The tussock sedge marsh communities something to see, patterned with snow and the lay of the sedges according to the prevailing winds. Someone in a recent workshop said that she loves exxploring Pennsylvania because there is so much here and I couldn't agree more. As we continued to wander all the interior trails I made a note in my sketchbook about not getting out to Gull Point and that if I wanted to this year, I'd have to make plans to return soon as the park will close the sandspit to humans when shorebird nesting season starts up again in April.

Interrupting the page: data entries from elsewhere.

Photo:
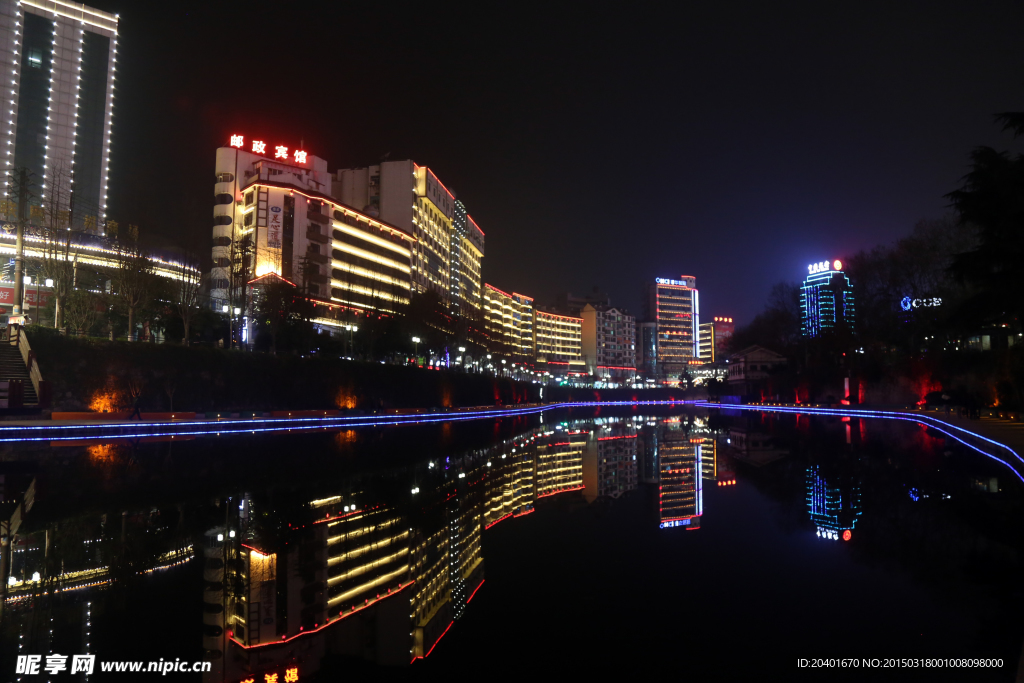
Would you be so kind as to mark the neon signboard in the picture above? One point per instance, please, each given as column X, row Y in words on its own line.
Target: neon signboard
column 260, row 146
column 674, row 522
column 824, row 266
column 906, row 303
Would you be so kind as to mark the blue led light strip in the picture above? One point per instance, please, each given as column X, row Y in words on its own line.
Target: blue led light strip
column 138, row 429
column 925, row 420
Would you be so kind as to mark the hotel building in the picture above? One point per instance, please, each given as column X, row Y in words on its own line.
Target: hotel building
column 59, row 58
column 557, row 338
column 674, row 305
column 508, row 321
column 274, row 214
column 826, row 300
column 411, row 198
column 467, row 255
column 608, row 341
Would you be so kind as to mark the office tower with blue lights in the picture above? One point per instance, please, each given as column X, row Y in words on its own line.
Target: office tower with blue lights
column 58, row 57
column 826, row 300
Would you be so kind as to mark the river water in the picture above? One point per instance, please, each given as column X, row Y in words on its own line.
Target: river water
column 709, row 546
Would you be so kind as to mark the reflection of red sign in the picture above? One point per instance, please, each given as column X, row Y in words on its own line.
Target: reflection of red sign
column 7, row 294
column 288, row 675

One of many great conservation success stories is happening out on Gull Point. The endangered Piping Plover (Charadrius melodus) is staging a comeback on the Great Lakes, and here on the point and two pair of Piping Plovers established nests in 2017 - the first return to Pennsylavnia's shoreline since 1955. They've been back to this wide, sandy hook every year since and biologists are cautiously optimistic that with continued efforts to restrict access to the point during nesting season with trail closures our first recovered population will continue to grow.

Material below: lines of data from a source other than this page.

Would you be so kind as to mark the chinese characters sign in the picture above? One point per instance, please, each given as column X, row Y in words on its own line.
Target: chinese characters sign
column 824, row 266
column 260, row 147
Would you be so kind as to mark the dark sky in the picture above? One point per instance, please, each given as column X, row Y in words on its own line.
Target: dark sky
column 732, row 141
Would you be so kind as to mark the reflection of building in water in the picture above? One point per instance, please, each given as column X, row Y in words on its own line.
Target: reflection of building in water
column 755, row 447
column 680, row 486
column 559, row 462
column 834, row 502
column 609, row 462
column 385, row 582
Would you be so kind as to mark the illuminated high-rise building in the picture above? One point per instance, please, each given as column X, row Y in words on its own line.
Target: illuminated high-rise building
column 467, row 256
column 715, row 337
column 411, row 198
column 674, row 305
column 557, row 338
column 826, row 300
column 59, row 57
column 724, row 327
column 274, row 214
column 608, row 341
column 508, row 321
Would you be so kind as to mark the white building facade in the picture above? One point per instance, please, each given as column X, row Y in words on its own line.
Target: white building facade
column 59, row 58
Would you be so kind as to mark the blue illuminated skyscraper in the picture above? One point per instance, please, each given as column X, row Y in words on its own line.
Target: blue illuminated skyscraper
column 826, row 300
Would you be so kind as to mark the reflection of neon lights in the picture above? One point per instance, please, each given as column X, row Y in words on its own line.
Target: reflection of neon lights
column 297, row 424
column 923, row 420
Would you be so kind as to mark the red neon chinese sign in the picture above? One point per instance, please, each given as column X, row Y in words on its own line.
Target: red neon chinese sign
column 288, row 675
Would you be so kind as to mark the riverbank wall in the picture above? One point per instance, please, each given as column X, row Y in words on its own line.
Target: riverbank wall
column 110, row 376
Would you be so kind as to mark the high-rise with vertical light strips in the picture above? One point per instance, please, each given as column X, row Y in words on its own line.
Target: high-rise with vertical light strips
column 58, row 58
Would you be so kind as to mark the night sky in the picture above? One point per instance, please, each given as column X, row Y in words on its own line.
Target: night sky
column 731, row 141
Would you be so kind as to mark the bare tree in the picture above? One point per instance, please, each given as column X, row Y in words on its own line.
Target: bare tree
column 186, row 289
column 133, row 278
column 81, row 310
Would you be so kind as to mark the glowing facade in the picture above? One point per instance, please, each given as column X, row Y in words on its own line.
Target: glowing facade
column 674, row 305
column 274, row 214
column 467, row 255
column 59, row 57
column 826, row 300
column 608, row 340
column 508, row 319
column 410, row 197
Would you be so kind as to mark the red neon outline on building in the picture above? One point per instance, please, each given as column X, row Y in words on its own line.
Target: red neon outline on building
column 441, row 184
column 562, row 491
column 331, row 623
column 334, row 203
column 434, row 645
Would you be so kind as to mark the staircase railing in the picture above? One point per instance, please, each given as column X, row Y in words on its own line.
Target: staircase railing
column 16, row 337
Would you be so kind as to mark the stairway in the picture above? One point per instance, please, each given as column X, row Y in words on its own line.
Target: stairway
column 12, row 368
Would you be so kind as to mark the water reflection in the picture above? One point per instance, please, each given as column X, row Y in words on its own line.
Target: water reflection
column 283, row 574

|U.S. Lighthouse Service Path
Gull Point is the only Pennsylavnia breeding area for this once abundant Great Lakes species. During the 1950s and 1960s as massive housing and industrial landscape transformation impacted Lake Erie's sandy and pebble beach shores, populations of Piping Plover dropped from hundreds of pairs on Lake Erie alone to just fifteen pairs for all of the Great Lakes region and those found only on Lake Michigan shores.
|Northern hardwood edge - White Birch
In 2010 and 2011 the U.S. Fish and Wildlife Service, PA Game Commission, with other state and federal partners funded a two-year restoration of Gull Point at Presque Isle that included managing access to the point of beachgoers and boaters. By 2015, birders out on the Erie Bird Observatory (EBO) noted that Piping Plovers had returned to the sandspit to forage and have a look around. By 2017, they had established two nests! Now, hundreds of people excitedly await news of each year's current breeding/nesting status, though this past year was a REAL nail-biter! (See Notes)

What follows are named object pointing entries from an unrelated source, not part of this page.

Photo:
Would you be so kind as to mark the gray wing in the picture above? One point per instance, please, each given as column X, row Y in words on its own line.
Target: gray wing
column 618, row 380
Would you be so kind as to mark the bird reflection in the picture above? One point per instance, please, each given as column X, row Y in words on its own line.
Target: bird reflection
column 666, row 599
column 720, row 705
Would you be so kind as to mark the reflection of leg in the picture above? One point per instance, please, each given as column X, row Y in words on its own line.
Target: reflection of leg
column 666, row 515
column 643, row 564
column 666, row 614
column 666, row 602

The interior trails closest to the leading edge of the curving sandspit featured many beautiful sand barrens and I'm sure when it warms up, there will be plenty of ground nesting bees to observe here. At one point we were the ones being observed as a Merlin perched in a stunted pine gave us a loud kee-kee-kee! This fierce little falcon was particulalry rankled that I stoppped to admire the field. At one point he rocketed straight up and hovered over the grass. With that, he plummeted down and snagged a sparrow! Oof! Time to move on so the Merlin could pluck his supper in peace.
Another mile and we re-emerged at the parking area to Gull Point. The wind was still raging and even though we could have walked to the point, a large snow squall was about to engulf us. Back to the lighthouse we went, leaving Gull Point for another time. Hat tip to the EBO who keep such good wacth over Gull Point and are working to help re-establish the Great Lakes Piping Plover population in Pennsylvania.
|Sand over snow
|Happy and tired Amos
Presque Isle is an ever-changing landscape feature no matter how hard we humans want it to stay put:
The 2023 Gull Point Nesting Report was a real nail-biter! See this 2023 report by the Erie Audubon and Erie Bird Observatory (EBO) by Mary Birdsong, "The Agony and The Ecstacy"
The Erie Bird Observatory does some really amazing work in coastal PA with their monitoring and surveys. Thanks to all the birder volunteers who do this critical work.